Bacteriophages effectively kill resistant bacteria to reduce the prevalence of antibiotic resistance23-26. The E. coli and Salmonella are predominant microbial pathogens of commercial poultry27. As bacteriophages and their host bacteria will be present in the same environment, poultry samples were used to isolate E. coli and Salmonella strains and also to isolate the bacteriophages against this bacteria28. E. coli and Salmonella species were isolated from poultry samples as reported by some researchers28,29. The E. coli strains are known for the high mortality of chickens and found to be reduced by phages28,30. Salmonellosis poses a health threat to farmers and consumers and bacteriophages were found to reduce salmonellosis31. The supplementation of E. coli and Salmonella phages increased the Lactobacillus concentration confirming the improved gut ecosystem32. Phage specificity for target and lysis of bacteria should be high to prevent non-specific bacterial targeting32. As Nillson16 has reported 20% infectivity in E. coli phages and 50% infectivity in Salmonella phages.

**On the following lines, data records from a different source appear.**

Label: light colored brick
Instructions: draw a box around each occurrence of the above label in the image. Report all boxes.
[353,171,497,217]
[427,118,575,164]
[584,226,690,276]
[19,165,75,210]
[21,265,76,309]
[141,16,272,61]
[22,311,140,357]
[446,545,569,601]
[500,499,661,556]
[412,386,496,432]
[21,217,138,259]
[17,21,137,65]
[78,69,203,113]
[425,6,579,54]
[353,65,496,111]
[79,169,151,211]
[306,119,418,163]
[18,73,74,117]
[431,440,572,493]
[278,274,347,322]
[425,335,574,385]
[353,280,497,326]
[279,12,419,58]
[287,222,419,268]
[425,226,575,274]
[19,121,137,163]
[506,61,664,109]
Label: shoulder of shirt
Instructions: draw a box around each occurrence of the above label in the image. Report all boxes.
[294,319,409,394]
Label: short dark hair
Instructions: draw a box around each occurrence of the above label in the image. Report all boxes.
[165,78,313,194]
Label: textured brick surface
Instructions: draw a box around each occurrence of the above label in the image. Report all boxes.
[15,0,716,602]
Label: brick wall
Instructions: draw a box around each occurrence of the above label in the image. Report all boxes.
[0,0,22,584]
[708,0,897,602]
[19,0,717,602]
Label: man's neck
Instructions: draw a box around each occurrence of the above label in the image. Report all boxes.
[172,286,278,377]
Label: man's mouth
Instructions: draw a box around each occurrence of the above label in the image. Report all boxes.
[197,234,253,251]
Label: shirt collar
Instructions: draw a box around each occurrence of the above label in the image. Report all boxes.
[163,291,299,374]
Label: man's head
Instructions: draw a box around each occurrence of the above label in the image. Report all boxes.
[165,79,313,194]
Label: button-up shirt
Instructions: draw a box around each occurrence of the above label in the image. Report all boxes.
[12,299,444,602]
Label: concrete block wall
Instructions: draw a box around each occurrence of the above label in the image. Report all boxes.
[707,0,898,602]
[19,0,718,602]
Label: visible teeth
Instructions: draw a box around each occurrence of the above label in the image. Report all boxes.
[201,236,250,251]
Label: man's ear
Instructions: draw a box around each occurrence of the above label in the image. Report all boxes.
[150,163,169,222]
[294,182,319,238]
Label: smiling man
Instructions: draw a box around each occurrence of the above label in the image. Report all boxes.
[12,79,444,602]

Both the phages are having high infectivity and phage inactivation rates. The 90% of E. coli cells were inactivated in 5 hrs, whereas, in Salmonella it took 3 hrs only. The inactivation rate was reported 4 and 8 hrs for E. coli and Salmonella, respectively33. The bacteriophages were able to survive in a wide range of pH (4 -8), resistant at 40°C for 1 hr and tolerating up to 1.5% salt as also reported by a researcher1.

Bacteriophages for specific bacteria can be isolated in the bacterial habitat and can be used against the specific bacteria. The present isolated bacteriophages are specific to the host isolated and hence can be used to control E. coli and Salmonella spp.

CONCLUSION

Isolated E. coli phage is specific to the isolated five strains of E. coli, having burst size of 120 plaque forming units per cell, tolerant to salt concentration 0.5-1.5%, temperature 37-40°C, pH 4-8 and found to be a tadpole-shaped measuring a diameter of 647 nm and long non-contractile tail of 125 nm. Isolated Salmonella phage is specific to the isolated six strains of Salmonella, having burst size of 211 PFU per cell, tolerant to salt concentration 0.5-1.5%, temperature 37-40°C, pH 4-8 and found to be tadpole-shaped measuring icosahedral head of 60nm in diameter and a tail of 32 nm in length. Bacteriophages against E. coli and Salmonella are highly specific, lytic, tolerant to broad environment conditions and kill specific bacteria in a short duration.

SIGNIFICANCE STATEMENT

As poultry is rich in E. coli and Salmonella spp. prepared phages can be used in poultry applications. Cocktail of E. coli and Salmonella bacteriophages may be effective against poultry E. coli and Salmonella.